Parnov doesn't know any different because her father has coached her from the word go and they have developed a bond.
"That's the way it's always been as the father and the coach - he's never just been the father and never been just the coach." Parnov and her father share the same birth dates (May 9) so she suspects that has something to do with their affinity both on and off the field.
"My elder sister [Vicky] tends to clash with him more than him and I," she says.
Parnov doesn't have any recollections but she's been told she started following in the footsteps of Vicky when she was 8.
"It so happened that she started and I just got dragged along because mum and dad wouldn't leave me home so I joined in and it just developed from there."
The 2014 Glasgow Commonwealth Games representative always relied on muscle memory although the pre-Rio Olympics injury shook that foundation.
"After my accident I had some demons because it rattled me if I do an attempt and I do something wrong so I kind of get my heart to miss a beat."
However, she reconciles it as sport and part of taking things in her stride in the game of life.
Grigorieva lives in Brisbane so whenever the Parnovs travel to the east coast they catch up with her for coffee or lunch.
"We always keep contact with her but my dad and her always speak on the phone and they're still very close," she says of Grigorieva who is married to mother Nadia's brother, Viktor Chistiakov, also a pole vaulter.
Grigorieva and Christiakov arrived in Australia with Steve Hooker, Paul Burgess and Dmitri Markov.

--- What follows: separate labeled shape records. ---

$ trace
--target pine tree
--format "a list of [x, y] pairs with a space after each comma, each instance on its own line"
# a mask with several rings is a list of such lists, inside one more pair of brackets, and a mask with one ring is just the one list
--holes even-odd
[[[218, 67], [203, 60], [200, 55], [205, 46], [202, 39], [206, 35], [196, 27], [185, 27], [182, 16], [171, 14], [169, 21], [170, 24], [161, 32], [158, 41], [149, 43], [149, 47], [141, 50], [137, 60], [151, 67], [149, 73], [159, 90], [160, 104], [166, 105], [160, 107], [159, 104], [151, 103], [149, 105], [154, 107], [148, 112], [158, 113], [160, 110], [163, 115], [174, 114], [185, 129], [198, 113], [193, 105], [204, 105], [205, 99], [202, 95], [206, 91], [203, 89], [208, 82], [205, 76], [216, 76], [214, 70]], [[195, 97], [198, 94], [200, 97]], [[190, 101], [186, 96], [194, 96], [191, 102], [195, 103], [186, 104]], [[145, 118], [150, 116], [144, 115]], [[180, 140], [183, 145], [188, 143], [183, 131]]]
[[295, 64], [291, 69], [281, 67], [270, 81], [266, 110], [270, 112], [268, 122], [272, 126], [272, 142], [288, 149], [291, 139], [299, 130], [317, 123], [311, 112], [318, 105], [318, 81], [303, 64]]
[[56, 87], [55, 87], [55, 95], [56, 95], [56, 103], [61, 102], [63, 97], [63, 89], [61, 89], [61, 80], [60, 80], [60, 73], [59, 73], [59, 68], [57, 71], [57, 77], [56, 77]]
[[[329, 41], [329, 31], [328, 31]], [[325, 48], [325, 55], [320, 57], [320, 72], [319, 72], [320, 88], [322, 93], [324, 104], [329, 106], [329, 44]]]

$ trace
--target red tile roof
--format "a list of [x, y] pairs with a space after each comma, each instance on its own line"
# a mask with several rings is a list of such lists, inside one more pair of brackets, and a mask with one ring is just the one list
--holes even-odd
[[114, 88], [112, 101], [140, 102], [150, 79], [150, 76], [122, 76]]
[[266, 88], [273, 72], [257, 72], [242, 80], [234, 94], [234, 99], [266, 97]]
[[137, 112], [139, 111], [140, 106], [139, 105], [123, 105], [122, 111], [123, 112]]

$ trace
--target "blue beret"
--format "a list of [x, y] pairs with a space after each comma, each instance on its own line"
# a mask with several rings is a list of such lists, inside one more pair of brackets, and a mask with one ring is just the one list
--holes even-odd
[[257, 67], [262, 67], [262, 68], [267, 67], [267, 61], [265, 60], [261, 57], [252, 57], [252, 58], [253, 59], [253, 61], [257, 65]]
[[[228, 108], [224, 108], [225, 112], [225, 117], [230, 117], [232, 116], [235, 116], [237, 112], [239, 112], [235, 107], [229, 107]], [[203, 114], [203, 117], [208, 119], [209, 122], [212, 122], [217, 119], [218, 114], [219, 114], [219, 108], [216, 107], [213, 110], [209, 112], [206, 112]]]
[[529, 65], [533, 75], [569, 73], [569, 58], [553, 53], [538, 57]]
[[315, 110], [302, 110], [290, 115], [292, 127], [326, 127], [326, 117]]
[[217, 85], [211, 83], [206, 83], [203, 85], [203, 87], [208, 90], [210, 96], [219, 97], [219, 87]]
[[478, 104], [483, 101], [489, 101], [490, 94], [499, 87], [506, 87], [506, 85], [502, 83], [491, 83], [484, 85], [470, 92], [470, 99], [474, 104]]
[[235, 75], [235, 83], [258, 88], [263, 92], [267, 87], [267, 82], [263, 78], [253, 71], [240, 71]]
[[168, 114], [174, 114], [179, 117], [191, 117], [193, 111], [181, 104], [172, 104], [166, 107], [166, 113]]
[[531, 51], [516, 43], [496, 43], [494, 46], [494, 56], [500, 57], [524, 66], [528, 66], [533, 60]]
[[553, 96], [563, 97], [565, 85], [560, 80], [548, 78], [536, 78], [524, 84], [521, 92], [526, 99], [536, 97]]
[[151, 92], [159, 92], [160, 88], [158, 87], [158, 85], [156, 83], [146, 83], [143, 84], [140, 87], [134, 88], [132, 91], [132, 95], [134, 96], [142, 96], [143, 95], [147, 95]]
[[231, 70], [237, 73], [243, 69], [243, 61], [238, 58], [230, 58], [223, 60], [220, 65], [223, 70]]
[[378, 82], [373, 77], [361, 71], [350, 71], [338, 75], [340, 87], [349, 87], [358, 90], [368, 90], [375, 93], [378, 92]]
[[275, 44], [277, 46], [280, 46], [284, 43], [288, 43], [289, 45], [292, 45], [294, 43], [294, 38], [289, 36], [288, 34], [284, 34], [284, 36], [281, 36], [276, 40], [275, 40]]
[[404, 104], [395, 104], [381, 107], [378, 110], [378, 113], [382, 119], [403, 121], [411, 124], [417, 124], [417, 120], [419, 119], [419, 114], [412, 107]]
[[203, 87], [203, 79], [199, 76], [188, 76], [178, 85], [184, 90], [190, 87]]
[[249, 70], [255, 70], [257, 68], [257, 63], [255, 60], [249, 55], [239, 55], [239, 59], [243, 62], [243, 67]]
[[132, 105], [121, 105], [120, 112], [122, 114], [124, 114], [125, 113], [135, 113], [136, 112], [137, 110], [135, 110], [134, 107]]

"Gorgeous Grigorieva", Parnov says, set the tone in athletics that female competitors didn't need to be a muscle-bound species to succeed.
"They can still be sexy, attractive and beautiful," she says, agreeing Grigorieva influenced her into the modelling industry.

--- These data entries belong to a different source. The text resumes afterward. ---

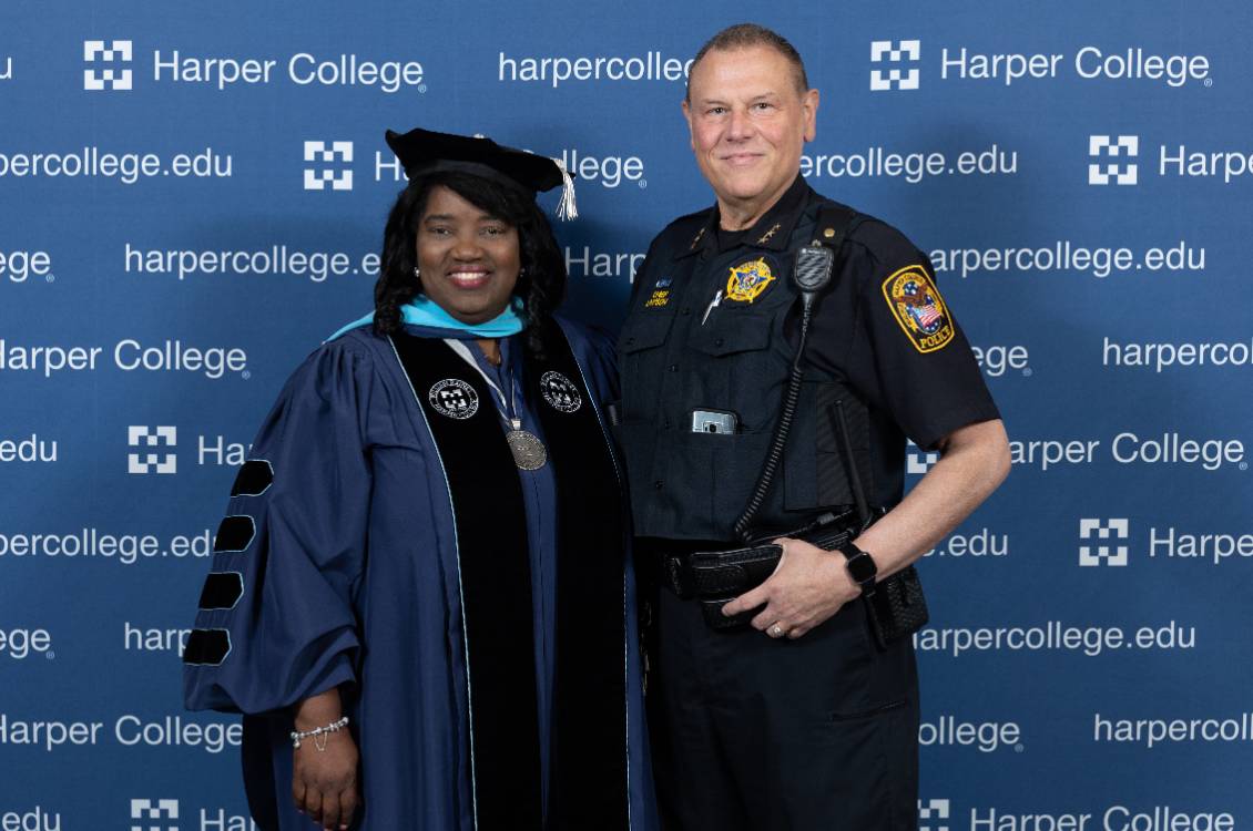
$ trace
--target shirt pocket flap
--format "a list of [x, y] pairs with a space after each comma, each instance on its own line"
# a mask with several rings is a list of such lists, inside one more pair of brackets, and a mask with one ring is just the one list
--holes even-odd
[[644, 349], [653, 349], [665, 342], [665, 335], [670, 332], [673, 314], [637, 315], [637, 319], [628, 320], [618, 338], [618, 349], [623, 354], [632, 354]]

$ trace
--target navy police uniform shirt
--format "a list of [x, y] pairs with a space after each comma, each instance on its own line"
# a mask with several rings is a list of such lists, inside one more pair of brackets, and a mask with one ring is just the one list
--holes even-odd
[[[796, 350], [796, 250], [822, 235], [818, 214], [829, 204], [797, 176], [751, 229], [719, 229], [714, 206], [653, 240], [618, 343], [618, 433], [638, 534], [733, 539]], [[796, 528], [852, 504], [836, 409], [867, 498], [883, 507], [903, 491], [906, 437], [933, 448], [966, 424], [999, 418], [927, 258], [872, 218], [855, 224], [836, 257], [804, 365], [761, 529]], [[719, 417], [732, 432], [700, 428]]]

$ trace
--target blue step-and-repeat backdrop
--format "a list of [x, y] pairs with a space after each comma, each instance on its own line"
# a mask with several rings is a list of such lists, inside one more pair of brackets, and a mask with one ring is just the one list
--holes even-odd
[[921, 562], [921, 827], [1253, 828], [1247, 0], [5, 0], [0, 828], [248, 827], [179, 650], [253, 431], [371, 307], [385, 128], [563, 158], [568, 309], [616, 327], [712, 201], [679, 100], [741, 20], [804, 55], [803, 173], [930, 253], [1012, 439]]

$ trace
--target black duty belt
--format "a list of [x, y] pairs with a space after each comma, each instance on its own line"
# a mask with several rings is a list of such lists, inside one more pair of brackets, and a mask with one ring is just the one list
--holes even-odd
[[[798, 537], [818, 548], [833, 551], [852, 539], [855, 533], [855, 527], [829, 526]], [[688, 543], [655, 548], [662, 586], [679, 599], [698, 601], [705, 623], [714, 630], [743, 626], [757, 614], [757, 609], [749, 609], [728, 617], [722, 613], [722, 607], [766, 582], [783, 556], [783, 548], [774, 543], [738, 548]]]

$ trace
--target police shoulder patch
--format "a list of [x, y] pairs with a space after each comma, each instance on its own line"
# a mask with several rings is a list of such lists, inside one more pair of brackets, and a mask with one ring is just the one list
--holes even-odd
[[922, 265], [907, 265], [883, 280], [883, 299], [918, 352], [935, 352], [956, 335], [952, 317]]
[[730, 275], [727, 278], [727, 299], [737, 303], [752, 303], [774, 280], [774, 272], [764, 257], [732, 265]]

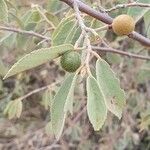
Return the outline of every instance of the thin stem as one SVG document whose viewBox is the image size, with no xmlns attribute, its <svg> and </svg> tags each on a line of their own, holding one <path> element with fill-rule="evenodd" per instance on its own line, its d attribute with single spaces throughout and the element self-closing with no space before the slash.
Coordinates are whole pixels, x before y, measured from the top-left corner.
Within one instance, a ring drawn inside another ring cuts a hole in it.
<svg viewBox="0 0 150 150">
<path fill-rule="evenodd" d="M 33 32 L 33 31 L 26 31 L 26 30 L 16 29 L 16 28 L 12 28 L 12 27 L 4 27 L 4 26 L 0 26 L 0 30 L 16 32 L 16 33 L 19 33 L 19 34 L 26 34 L 26 35 L 29 35 L 29 36 L 35 36 L 35 37 L 41 38 L 41 39 L 46 40 L 46 41 L 51 40 L 49 37 L 43 36 L 39 33 Z"/>
<path fill-rule="evenodd" d="M 83 2 L 79 0 L 60 0 L 68 4 L 70 7 L 73 7 L 74 2 L 78 3 L 79 10 L 106 23 L 106 24 L 112 24 L 113 18 L 111 18 L 107 13 L 102 13 L 99 11 L 96 11 L 95 9 L 91 8 L 90 6 L 84 4 Z M 144 37 L 143 35 L 137 33 L 137 32 L 132 32 L 129 36 L 129 38 L 136 40 L 143 44 L 144 46 L 149 46 L 150 47 L 150 39 Z"/>
<path fill-rule="evenodd" d="M 93 50 L 100 50 L 100 51 L 104 51 L 104 52 L 116 53 L 116 54 L 119 54 L 119 55 L 125 55 L 125 56 L 128 56 L 130 58 L 150 60 L 150 57 L 148 57 L 148 56 L 137 55 L 137 54 L 125 52 L 125 51 L 122 51 L 122 50 L 117 50 L 117 49 L 114 49 L 114 48 L 111 48 L 111 47 L 92 46 L 92 49 Z"/>
<path fill-rule="evenodd" d="M 46 86 L 43 86 L 43 87 L 38 88 L 38 89 L 35 89 L 35 90 L 29 92 L 28 94 L 26 94 L 26 95 L 24 95 L 24 96 L 22 96 L 22 97 L 20 97 L 20 98 L 18 98 L 18 99 L 19 99 L 19 100 L 26 99 L 27 97 L 30 97 L 31 95 L 33 95 L 33 94 L 35 94 L 35 93 L 38 93 L 38 92 L 41 92 L 41 91 L 43 91 L 43 90 L 46 90 L 46 89 L 48 89 L 48 88 L 51 88 L 52 86 L 55 86 L 55 85 L 58 84 L 58 83 L 60 83 L 60 81 L 55 82 L 55 83 L 52 83 L 52 84 L 49 84 L 49 85 L 46 85 Z"/>
<path fill-rule="evenodd" d="M 127 7 L 146 7 L 146 8 L 150 8 L 150 4 L 145 4 L 145 3 L 128 3 L 128 4 L 118 4 L 110 9 L 106 9 L 105 12 L 111 12 L 120 8 L 127 8 Z"/>
</svg>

Approaching her late teens Parnov realised she was weaker than her rival pole vaulters but looking muscly was proving to be a deterrent.

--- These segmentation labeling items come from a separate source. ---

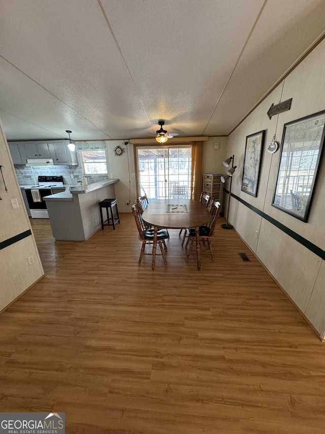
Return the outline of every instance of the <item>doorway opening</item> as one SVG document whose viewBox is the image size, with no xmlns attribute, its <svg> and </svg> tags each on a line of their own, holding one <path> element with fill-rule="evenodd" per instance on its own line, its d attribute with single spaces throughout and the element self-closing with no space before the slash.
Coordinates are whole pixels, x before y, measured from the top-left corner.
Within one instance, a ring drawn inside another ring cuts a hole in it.
<svg viewBox="0 0 325 434">
<path fill-rule="evenodd" d="M 149 201 L 191 197 L 191 146 L 136 148 L 139 193 Z"/>
</svg>

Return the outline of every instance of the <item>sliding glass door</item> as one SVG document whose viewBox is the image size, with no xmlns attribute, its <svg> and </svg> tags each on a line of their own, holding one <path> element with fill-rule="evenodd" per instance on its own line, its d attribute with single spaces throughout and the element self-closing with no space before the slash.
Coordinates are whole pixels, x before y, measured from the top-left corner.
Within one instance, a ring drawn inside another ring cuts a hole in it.
<svg viewBox="0 0 325 434">
<path fill-rule="evenodd" d="M 137 147 L 139 193 L 149 201 L 190 197 L 191 147 Z"/>
</svg>

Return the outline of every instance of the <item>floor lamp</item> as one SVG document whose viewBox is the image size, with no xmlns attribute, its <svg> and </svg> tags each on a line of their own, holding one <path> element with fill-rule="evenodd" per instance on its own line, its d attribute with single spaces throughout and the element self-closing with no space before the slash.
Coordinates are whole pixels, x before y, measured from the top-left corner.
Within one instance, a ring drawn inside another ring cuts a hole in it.
<svg viewBox="0 0 325 434">
<path fill-rule="evenodd" d="M 229 222 L 228 221 L 228 216 L 229 215 L 229 207 L 230 206 L 230 198 L 232 195 L 232 183 L 233 182 L 233 174 L 234 172 L 235 171 L 237 166 L 234 166 L 234 157 L 233 155 L 232 157 L 230 157 L 229 158 L 227 158 L 224 161 L 223 161 L 223 164 L 224 166 L 225 166 L 226 167 L 229 166 L 231 162 L 232 163 L 232 167 L 229 170 L 226 171 L 226 175 L 223 176 L 222 175 L 222 177 L 220 177 L 220 181 L 221 182 L 225 183 L 228 179 L 230 178 L 230 186 L 229 188 L 229 193 L 228 196 L 228 207 L 227 208 L 227 213 L 225 216 L 225 223 L 223 223 L 223 224 L 221 224 L 221 227 L 223 229 L 232 229 L 234 227 L 232 225 L 229 224 Z"/>
</svg>

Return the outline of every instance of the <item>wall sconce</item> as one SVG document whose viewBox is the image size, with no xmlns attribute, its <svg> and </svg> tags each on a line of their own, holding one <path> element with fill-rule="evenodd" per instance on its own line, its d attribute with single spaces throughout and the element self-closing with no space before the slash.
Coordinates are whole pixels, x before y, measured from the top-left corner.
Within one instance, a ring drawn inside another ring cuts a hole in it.
<svg viewBox="0 0 325 434">
<path fill-rule="evenodd" d="M 224 166 L 225 166 L 228 167 L 231 163 L 232 163 L 232 167 L 229 170 L 226 171 L 226 175 L 222 175 L 222 176 L 220 177 L 220 179 L 221 182 L 225 183 L 227 180 L 229 180 L 230 178 L 230 186 L 229 187 L 229 196 L 228 196 L 228 206 L 227 207 L 227 213 L 225 216 L 225 223 L 223 223 L 223 224 L 221 224 L 221 227 L 223 229 L 232 229 L 234 227 L 232 225 L 229 224 L 229 222 L 228 221 L 228 216 L 229 215 L 229 208 L 230 206 L 230 198 L 232 195 L 232 183 L 233 182 L 233 175 L 234 174 L 235 171 L 236 169 L 237 166 L 234 166 L 234 157 L 233 155 L 232 157 L 230 157 L 229 158 L 227 158 L 226 160 L 225 160 L 223 162 L 222 164 Z"/>
<path fill-rule="evenodd" d="M 68 133 L 69 135 L 69 140 L 70 140 L 70 142 L 68 145 L 68 147 L 72 152 L 73 152 L 75 149 L 76 149 L 76 145 L 74 143 L 72 143 L 71 139 L 70 138 L 70 133 L 72 133 L 72 131 L 71 131 L 70 130 L 66 130 L 66 132 Z"/>
</svg>

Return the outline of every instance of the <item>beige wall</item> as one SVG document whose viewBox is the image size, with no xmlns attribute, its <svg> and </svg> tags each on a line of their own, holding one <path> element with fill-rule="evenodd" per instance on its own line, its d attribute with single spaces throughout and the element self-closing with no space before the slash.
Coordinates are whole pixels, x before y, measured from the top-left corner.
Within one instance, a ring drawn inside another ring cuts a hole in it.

"I didn't want to look like the Hulk [comic book hero] but now I'm embracing it because it's sport and being strong is beautiful and you're a strong woman so I'm all for that."
She sees the Gold Coast games as a major stepping stone to her Tokyo podium aspirations.
"Oh, I don't know. The dog," Parnov says with a laugh of Belly, a beagle cross king charles cavalier.
Enter the champion coaching father who umms and aahs before revealing it can be a challenge sometimes to coach his daughters.
"But at the same time you can see some advantages in the relationship in coach and athletes and father and daughter, sometimes," says the 58-year-old who is Ukrainian-born.
Alex was a world-class pole vaulter before he went on to mentor a stable of others to the higher echelons.
He treats all his daughters no differently to any other athletes under his tutelage.
"Obviously we're trying to keep it very simple and structured while we're training so they become my daughters once we jump in the car and start driving home."
The competitiveness among his children sometimes increases the level of tension.
Mother Nadia is pivotal in stepping in when the body starts showing signs of strain, especially with the lanky twins who are undergoing growth spurts.
The coaching environment in Australia is a far cry from when he was coaching youngsters in Russia.
"In Russia, when I was coaching kids, so for a few years I never saw their parents," says Alex although the adults in Australia tend to present at training and ask why their children aren't doing more jumps than others so the job also entails educating parents and guardians.
Motivation in Eastern Europe was never an issue but in Australia and, he guesses in New Zealand, too, it is. His maternal heritage is in Ukraine but his paternal one is in Russia.
Supporting his daughters, says Alex, is imperative as long as their heart is still in pole vaulting.
"Life's much bigger than sport so there's no pushing them."
At the height of competition, he finds all his athletes tend to inspire and motivate each other.
At 14, Alex left Ukraine for Moscow and then emigrated to Australia in 1996 after attending the Atlanta Olympics where Australian pole vaulters persuaded him to help boost the code in this part of the world.